Descendió hacia los suyos. El rumor de los aviones estrechaba el horizonte.
-¡Sahib! ¡Sahib! ¡Sahib!
De los cinco millones que cruzaron el mar a los cincuenta que hollaban el valle. Debajo de ellos, de todos ellos, estaban los senderos de hojas secas, los prados escarchados, las autopistas, las orillas de los ríos y de los mares. No había un solo hueco por donde ver lo que quedaba bajo los pies. Seguían llegando las caravanas y los carros repletos. Años atrás, ante las primeras alambradas, apenas habían estado él y un par de cientos de rebeldes más; luego, frente a los uniformados y sus líneas fronterizas, tal vez varios millares en gestación de otros cuantos más. Al cabo de un mes, cuando cruzaron el primero de los mares que se les puso por delante, alguien en un despacho propuso una cifra sin imagen que los informativos reproducían para dar miedo. Y aquel día, con las montañas a un lado y al otro los rascacielos de la ciudad más protegida del mundo, un muchacho de entre la multitud había enarbolado un diario en el que se hablaba de esos cincuenta millones de rebeldes en marcha, de insurgentes terribles dispuestos a rescatar la propiedad y el uso del mundo.
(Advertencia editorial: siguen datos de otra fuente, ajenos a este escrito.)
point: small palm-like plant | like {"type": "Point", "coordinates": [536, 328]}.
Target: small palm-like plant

-¡Sahib!, ¡Sahib!, ¡Sahib!
De todos los extrarradios, de todas las selvas, de todos los cenagales, de todos los baratillos humanos del mundo seguían llegando los barcos y las piernas y las voces de un mundo nuevo. 'Las legiones del Anticristo avanzan por Europa'. Antes de regresar del todo, el hombre al que otros llamaban niño se volvió una vez más para acompañar su recuerdo del frío con una última contemplación del monte helado.
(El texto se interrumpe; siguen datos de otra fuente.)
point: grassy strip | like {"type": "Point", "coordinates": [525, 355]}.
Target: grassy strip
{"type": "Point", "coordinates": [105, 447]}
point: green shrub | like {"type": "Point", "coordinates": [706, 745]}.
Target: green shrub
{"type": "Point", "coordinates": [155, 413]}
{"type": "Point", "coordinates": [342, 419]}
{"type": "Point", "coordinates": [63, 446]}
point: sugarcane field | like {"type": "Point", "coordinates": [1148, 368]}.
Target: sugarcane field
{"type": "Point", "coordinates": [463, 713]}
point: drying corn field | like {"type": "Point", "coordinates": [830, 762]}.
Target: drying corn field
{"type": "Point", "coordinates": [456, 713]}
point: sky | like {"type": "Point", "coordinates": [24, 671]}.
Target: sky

-¿Nos matarán esta vez, Sahib?
El líder no tenía respuestas para el miedo. Sólo preguntas.
-¿Tú para qué tienes los pies? Pues camina o huye.
Y echó a andar de nuevo al frente de la plaga.
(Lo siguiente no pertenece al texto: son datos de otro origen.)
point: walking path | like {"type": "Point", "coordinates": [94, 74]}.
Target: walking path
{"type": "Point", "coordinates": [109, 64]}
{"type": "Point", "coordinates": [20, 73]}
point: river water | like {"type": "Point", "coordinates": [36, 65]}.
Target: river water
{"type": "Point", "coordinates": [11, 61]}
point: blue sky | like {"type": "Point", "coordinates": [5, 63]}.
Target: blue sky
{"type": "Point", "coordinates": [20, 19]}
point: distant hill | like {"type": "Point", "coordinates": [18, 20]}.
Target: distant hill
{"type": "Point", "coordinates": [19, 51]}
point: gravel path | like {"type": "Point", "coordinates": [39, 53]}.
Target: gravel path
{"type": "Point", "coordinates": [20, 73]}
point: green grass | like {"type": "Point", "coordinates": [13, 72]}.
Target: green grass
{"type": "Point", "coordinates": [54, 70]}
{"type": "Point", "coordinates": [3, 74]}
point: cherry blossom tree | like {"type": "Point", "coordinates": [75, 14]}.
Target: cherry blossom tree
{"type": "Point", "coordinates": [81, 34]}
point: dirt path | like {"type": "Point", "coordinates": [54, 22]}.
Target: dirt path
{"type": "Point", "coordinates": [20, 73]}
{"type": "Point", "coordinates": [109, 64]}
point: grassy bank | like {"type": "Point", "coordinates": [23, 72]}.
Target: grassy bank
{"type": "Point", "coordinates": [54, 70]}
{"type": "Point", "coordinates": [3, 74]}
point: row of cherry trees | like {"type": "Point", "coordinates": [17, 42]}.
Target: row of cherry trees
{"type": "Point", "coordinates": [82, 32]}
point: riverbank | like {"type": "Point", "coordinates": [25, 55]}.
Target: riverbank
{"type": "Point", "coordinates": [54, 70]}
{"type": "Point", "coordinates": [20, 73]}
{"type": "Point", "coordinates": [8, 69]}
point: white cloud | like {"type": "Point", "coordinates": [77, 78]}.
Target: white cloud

'El mundo que amamos resurge hoy cimentado sobre los huesos de cincuenta millones de muertos. Es el precio más alto jamás pagado por la paz, en tiempos de guerra. La deshonra de haber producido este episodio marcará por siempre la historia del ser humano, que sólo hallará algún consuelo si, merced a tan dolorosa e infame experiencia, aprende a vivir y a convivir de forma más justa y compasiva, en lo sucesivo. Esta esperanza no habría sido posible, por más que nos destroce el corazón pensarlo, de no haber acabado lo que se dio en llamar la Plaga: un equivocado esfuerzo que produjo su propia condenación'.
Dijo el presidente, conturbado y firme.
'No ha habido victoria ni derrota. Ni cabe celebración de ninguna clase, como tampoco venganza entre quienes, por su condición, se sientan representados en las víctimas. Antes bien, los países más poderosos y quienes los habitamos debemos esforzarnos de aquí en adelante para la consecución de esta prioridad común. Puedo asegurar que tomaremos todas las medidas a nuestro alcance para combatir la pobreza, la desigualdad y la escasez allá donde se encuentren. Y ayudaremos a los pueblos a reencontrarse con ellos mismos, con su naturaleza, sus modos de organización política, su idiosincrasia social y sus virtudes consustanciales, sin injerencias de ningún tipo. Ese objetivo marcará la próxima cumbre de las potencias, de la que saldrán reforzados, sin la menor duda, los principios fundamentales del Derecho Internacional'.
'Pueden creerme'.
Nadie recuerda una ovación igual. La historia, al menos, cuenta que nunca antes la hubo.